Pharmaceutical Organic Chemistry Department, Faculty of Pharmacy, Cairo University, Cairo, Egypt.
Pharmaceutical Organic Chemistry Department, Faculty of Pharmacy, Port Said University, Port Said, Egypt.
Bioorg Chem. 2020 Aug;101:103995. doi: 10.1016/j.bioorg.2020.103995. Epub 2020 Jun 3.
Novel azole derivatives 3-30 were designed, synthesized, and screened for their antitumor activity on HepG2 cell line. The cytotoxicity screening demonstrated that imidazolone 8 and triazoles 25 and 29 exhibited more potent cytotoxic activities by 1.21-, 4.75-, and 1.8-fold compared to Sorafenib (SOR). Furthermore, vascular endothelial growth factor receptor-2 (VEGFR-2) enzyme inhibition assay declared that compounds 25 and 29 had inhibitory activity at the nanomolar concentration. Moreover, the tested compounds exhibited good β-tubulin (TUB) polymerization inhibition percentages. In addition, DNA flow cytometry analysis over HepG2 cells indicated that triazoles 25 and 29 demonstrated arrest at G and G/M phase of the cell cycle and induced apoptotic activity by increasing sub-G phase. Finally, mechanistic studies of the proapoptotic activities of compounds 8, 10, 11, 25, and 29 indicated that they induced upregulation of P53, Fas/Fas-ligand, and BAX/BCL-2 ratio expression that resulted in increasing the active caspase 3/7 percentages and trigger apoptosis.
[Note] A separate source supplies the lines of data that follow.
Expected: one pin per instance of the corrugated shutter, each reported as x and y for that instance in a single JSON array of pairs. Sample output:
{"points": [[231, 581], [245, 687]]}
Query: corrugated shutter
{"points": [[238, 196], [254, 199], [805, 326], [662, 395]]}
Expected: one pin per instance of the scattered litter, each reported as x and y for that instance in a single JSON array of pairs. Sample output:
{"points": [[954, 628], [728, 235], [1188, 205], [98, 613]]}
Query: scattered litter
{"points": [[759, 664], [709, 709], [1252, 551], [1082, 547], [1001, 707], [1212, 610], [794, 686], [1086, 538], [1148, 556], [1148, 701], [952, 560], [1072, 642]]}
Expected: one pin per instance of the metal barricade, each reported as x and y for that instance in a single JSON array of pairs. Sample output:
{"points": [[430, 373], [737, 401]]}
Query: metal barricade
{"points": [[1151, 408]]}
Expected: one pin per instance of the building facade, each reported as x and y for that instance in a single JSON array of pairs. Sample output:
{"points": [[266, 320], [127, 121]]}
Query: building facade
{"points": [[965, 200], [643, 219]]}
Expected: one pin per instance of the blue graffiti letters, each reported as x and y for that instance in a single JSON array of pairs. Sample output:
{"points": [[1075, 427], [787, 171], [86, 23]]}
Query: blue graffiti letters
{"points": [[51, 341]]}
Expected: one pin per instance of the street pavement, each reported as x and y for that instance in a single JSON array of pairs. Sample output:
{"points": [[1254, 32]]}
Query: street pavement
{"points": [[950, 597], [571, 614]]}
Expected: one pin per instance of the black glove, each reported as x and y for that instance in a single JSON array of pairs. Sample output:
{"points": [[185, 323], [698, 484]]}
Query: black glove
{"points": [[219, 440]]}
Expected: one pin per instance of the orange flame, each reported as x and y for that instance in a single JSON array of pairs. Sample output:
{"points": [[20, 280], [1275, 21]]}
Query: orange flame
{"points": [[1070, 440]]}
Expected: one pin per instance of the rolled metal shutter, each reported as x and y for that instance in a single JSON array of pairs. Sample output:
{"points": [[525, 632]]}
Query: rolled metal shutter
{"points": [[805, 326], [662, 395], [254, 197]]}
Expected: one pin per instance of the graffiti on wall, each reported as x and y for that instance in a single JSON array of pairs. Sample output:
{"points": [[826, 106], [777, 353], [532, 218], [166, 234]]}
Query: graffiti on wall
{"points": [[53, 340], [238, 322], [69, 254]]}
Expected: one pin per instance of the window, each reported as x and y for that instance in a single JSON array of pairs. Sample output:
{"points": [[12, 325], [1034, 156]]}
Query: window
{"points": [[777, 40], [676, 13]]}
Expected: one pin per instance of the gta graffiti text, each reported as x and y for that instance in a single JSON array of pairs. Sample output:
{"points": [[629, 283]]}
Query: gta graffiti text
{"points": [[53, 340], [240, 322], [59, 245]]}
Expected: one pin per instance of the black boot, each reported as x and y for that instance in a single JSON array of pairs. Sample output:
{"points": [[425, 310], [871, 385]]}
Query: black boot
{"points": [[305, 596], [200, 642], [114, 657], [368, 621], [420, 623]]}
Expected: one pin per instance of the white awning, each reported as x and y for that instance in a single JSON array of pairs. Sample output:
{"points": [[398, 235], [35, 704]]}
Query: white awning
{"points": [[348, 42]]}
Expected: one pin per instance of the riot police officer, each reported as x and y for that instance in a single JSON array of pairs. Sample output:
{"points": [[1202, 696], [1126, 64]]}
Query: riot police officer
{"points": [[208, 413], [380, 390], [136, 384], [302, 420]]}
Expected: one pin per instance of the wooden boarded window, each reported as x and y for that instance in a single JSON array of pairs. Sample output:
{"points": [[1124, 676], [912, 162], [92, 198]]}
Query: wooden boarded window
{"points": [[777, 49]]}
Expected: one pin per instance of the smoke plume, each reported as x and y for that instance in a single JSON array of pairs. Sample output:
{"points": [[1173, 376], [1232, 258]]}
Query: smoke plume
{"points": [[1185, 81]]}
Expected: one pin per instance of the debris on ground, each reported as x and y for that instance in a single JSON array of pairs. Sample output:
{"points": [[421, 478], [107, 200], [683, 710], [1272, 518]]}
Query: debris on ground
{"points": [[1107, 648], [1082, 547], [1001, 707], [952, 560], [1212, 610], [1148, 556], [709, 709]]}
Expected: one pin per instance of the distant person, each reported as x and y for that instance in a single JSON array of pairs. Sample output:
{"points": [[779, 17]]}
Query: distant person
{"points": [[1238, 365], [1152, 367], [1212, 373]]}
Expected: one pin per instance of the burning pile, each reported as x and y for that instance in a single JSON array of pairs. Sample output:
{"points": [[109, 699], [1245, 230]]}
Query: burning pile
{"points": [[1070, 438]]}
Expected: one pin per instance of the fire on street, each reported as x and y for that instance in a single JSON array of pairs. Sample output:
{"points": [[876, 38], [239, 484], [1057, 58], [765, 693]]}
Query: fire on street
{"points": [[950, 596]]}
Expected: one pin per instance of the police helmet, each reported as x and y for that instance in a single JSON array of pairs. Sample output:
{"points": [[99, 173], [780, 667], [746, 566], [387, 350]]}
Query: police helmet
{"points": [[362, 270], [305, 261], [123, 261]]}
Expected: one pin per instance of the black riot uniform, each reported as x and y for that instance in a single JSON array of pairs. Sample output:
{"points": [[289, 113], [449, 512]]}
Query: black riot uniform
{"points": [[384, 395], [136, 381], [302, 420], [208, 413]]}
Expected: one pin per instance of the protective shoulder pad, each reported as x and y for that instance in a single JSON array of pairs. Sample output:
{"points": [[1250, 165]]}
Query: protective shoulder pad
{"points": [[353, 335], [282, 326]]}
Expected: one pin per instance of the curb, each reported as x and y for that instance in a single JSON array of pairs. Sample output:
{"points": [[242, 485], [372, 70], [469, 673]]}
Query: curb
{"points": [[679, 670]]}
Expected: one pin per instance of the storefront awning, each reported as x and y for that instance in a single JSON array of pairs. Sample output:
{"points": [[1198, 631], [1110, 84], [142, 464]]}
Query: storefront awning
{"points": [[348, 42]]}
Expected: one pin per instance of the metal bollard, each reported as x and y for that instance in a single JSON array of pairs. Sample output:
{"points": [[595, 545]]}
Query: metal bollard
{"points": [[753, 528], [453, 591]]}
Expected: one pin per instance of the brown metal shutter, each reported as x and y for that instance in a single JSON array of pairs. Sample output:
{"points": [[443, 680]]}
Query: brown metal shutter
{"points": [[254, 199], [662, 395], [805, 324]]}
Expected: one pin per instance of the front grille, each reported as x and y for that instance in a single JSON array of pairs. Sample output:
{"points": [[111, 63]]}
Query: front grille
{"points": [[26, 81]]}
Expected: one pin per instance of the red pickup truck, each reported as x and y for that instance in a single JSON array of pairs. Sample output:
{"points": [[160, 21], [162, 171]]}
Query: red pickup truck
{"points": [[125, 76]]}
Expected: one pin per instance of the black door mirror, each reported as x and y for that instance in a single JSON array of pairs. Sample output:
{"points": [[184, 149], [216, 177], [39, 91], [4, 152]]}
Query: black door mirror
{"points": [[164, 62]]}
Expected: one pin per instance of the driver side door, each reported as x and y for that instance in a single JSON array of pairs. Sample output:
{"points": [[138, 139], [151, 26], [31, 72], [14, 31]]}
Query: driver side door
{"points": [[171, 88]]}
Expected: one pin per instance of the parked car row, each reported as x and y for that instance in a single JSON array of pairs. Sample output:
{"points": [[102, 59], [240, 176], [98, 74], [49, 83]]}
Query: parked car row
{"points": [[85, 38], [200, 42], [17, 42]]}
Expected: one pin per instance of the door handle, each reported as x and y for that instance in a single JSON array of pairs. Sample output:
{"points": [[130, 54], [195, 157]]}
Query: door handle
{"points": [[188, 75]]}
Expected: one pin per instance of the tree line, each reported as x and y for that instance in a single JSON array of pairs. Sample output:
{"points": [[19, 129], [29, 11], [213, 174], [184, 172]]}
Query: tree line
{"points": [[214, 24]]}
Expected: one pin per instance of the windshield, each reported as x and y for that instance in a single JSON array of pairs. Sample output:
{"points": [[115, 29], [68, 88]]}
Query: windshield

新型唑类衍生物 3-30 被设计、合成并筛选其对 HepG2 细胞系的抗肿瘤活性。细胞毒性筛选表明,咪唑酮 8 和三唑 25 和 29 的细胞毒性比索拉非尼(SOR)分别强 1.21 倍、4.75 倍和 1.8 倍。此外,血管内皮生长因子受体-2(VEGFR-2)酶抑制试验表明,化合物 25 和 29 在纳摩尔浓度下具有抑制活性。此外,测试的化合物表现出良好的β-微管蛋白(TUB)聚合抑制百分比。此外,用 DNA 流式细胞术分析 HepG2 细胞表明,三唑 25 和 29 可使细胞周期的 G 和 G/M 期停滞,并通过增加亚 G 期诱导细胞凋亡活性。最后,化合物 8、10、11、25 和 29 的促凋亡活性的机制研究表明,它们诱导 P53、Fas/Fas 配体和 BAX/BCL-2 比值的上调,导致活性 caspase 3/7 百分比增加并触发凋亡。